6.  Procedures for Ingress BGP Speaker

   Upon receiving a BGP update, the receiving BGP Speaker will look for
   Tunnel Encapsulation attribute.  If the tunnel type carried in the
   Tunnel Encapsulation attribute is SRm6, the BGP updates is said to be
   carrying the SRm6_NLRI and the Label field in the Network Layer
   Reachability Information is treated as Tunnel Payload Forwarding
   information (TPF).

   The tuple (TPF information, Prefix) is programmed in the forwarding
   infrastructure of the router.  The manner in which this tuple is
   stored in the router is outside the scope of this document.  If SRm6
   has been enabled on the router, such a tuple SHOULD be used for
   encoding the Destination Options Header as described in
   [I-D.bonica-6man-vpn-dest-opt].

   The [I-D.ietf-idr-tunnel-encaps] describes how Tunnel Endpoint Sub-
   TLV has to be processed.  It also describes the usage of the Protocol
   type Sub-TLV and the Color Sub-TLV.  This may be used by the ingress
   BGP router to select the payload packets that should be put on SRm6
   path.

   The Embedded Label Handling Sub-TLV value that is set to 3 indicates
   that ingress BGP router to use the value of label field to construct
   the Tunnel Payload Forwarding Option that is inserted in the
   Destination Options Header of the Tunnel IPv6 packet.

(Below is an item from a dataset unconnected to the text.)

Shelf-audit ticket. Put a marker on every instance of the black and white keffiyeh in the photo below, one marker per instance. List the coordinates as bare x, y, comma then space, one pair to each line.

7.  BGP Nexthop and Tunnel Endpoint address handling procedures

   The BGP Nexthop attribute handling procedures are described in
   [RFC4271] while [RFC4760] describe the handling procedures for the
   Nexthop field in the MP_REACH attribute.  The target="I-D.ietf-idr-
   tunnel-encaps"/> describes the Tunnel Endpoint sub-TLV in the Tunnel
   Encapsulation Attribute as the next hop address to which the prefix
   should be forwarded to.  If a BGP update has such a Tunnel
   Encapsulation Attribute it prescribes that the Tunnel Endpoint Sub-
   TLV if non-zero, MUST be used as the next hop to send the packet to.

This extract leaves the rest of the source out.